I don’t expect this to be fixable, other than you specifying the size of your tmpfs in /etc/fstab.
Basically the kernel doesn’t care about the cgroup memory restrictions, they do apply and will kick in if you go over them, but anything that’s based on the amount of total system memory will usually look at the actual amount, not the cgroup amount.
There’s no DOS. You can only mount tmpfs as userns root and the oom-killer has taken you down once you’ve gone over your 2GB limit and that’s perfectly fine. Any privileged process on the host can do the same thing.
If you look at dmesg you’ll see:
The whole container doesn’t get killed, it’s just a normal OOM killer run restricted by the process list inside the cgroup.
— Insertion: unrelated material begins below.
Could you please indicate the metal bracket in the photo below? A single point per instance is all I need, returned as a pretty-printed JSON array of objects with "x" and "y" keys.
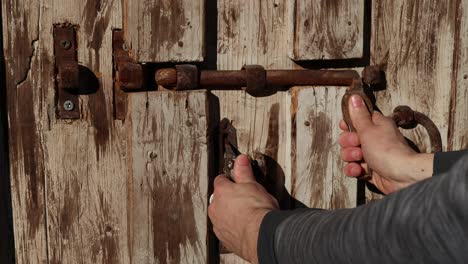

The OOM killer never guaranteed it would kill the process which just went above the memory limit, it instead uses a score system to pick what process to kill. When a memory allocation fails due to running out of memory, the process with the most likely score will get killed. If not sufficient, the second most likely process gets killed, …
Interesting, that’s the default behaviour of tmpfs so it seems the kernel is directly handling this - and by default the kernel has no knowledge of containers.
I wonder if it could be possible to intercept this behaviour, maybe like the shm limitations of Docker (see for example Docker Engine API v1.40 Reference, shmsize parameter)
That’s partially right but misses cgroups. lxc exec attaches to the container and will - ignoring cgroup2 specialties which do not apply - move itself into init’s cgroup usually, i.e. it’ll attach to the same cgroup that init is usually in since init (systemd) will not move itself into a separate cgroup for the memory hierarchy:
So the oom killer sees a big fat cgroup and starts killing of tasks in the cgroup. But the memory killer will usually not just kill a single task it will kill multiple. So it starts with the fattest one which should be the one that goes over the memory limit but it then immediately finds the next fattest process which will usually be systemd-<some-daemon> and then another one almost guaranteed to hit systemd itself at some point taking down the container.